# Mathews dealers



## Archeryboy (Feb 1, 2003)

I suggest you go to your Mathews shop & ask them.


----------



## LX_Shooter (Feb 3, 2003)




----------



## 3DZapper (Dec 30, 2002)

Mathews says to me if you want to win buy one of our bows. I had a 50% deal cooking with another company but, I pay full price for my Mathews. No price is too much to pay for consistancy in my opinion. Got a call today from the pro shop. I think my Conquest3 is in.

Rick


----------



## boyeraz (Dec 30, 2002)

Talk with your local dealer. The shop shooter program is not a good deal. It will cost you alot more to give your time to the shop than its worth in money you save. I just pay full price and support the sport. Maybe you will win a big shoot and have them knocking at your door. I think most of us could not shoot archery without a real job.


----------



## Ranger (Jan 26, 2003)

Boyeraz pretty much said it all!


----------



## LX_Shooter (Feb 3, 2003)

I have to diaagree.....I love my shop.....They take great care of us..


----------



## damnyankee (Oct 4, 2002)

Supporting your local Pro Shop is the only way to go.

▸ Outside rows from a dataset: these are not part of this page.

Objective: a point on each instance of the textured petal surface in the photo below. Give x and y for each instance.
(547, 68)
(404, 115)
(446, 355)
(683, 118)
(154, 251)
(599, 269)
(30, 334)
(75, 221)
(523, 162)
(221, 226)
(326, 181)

Shooting for a shop can be very rewarding.

Most Pros started at this level.


----------



## Cool Breeze (Feb 6, 2003)

That supporting your local pro shop deal needs to work both ways too. Since apparently no one is going to say I'll give you the lowdown. The shop can get 2 shooter bows for 1/3 of the regular dealer cost. This is about an industry standard nowadays for a shooter bow. I know that Hoyt and PSE is about that. If your dealer isn't giving you the shooter price then you may not be set up as a co-op shooter with the manufacturer or he may be getting the shooter bow and not passing it along to you. Mathews shooter program is better now than is used to be, a few years back they didn't give but about $50 off the dealer cost for a shooter bow and if it was a target color not even that.


----------



## Noggin (Mar 19, 2003)

The shooter bow cost is what I'm trying to find out. So as a shop shooter with a shooter bow, about what should I have to pay for a 2003 LX or Conquest 3? Please don't ya'll say ask your pro shop, I don't want to ask. I just want to know about what I should have to pay for a shooter bow as a shop shooter without having to ask the owner or waiting on him to give me an invoice. I guess that what I want to find out is if I am getting the shooter price cost or the regular cost. If I am getting regular cost my dealer is making more off of me for a bow than a full paying customer and I think I deserve to know, since I know that he is paying shooter cost program for it.


----------



## Archeryboy (Feb 1, 2003)

I will not tell you what the shooters program bows cost. What I will tell you is dealers are allowed 2 shooters bows at a discounted rate. can a dealer get more shooters bows ? probably. 

The question I have to ask you is what do you do for the dealer?
Obviously, you know what the pro-shop sells the bows for. Look at that price and compare that to what he is offering you. Then go back and answer the question as to what do I do for my dealer? If your answer is nothing than you my friend got a good deal even if it was a dollar cheaper than everyone else.

Understand this dealers do not have to have shooters, Its a choice each shop makes.


----------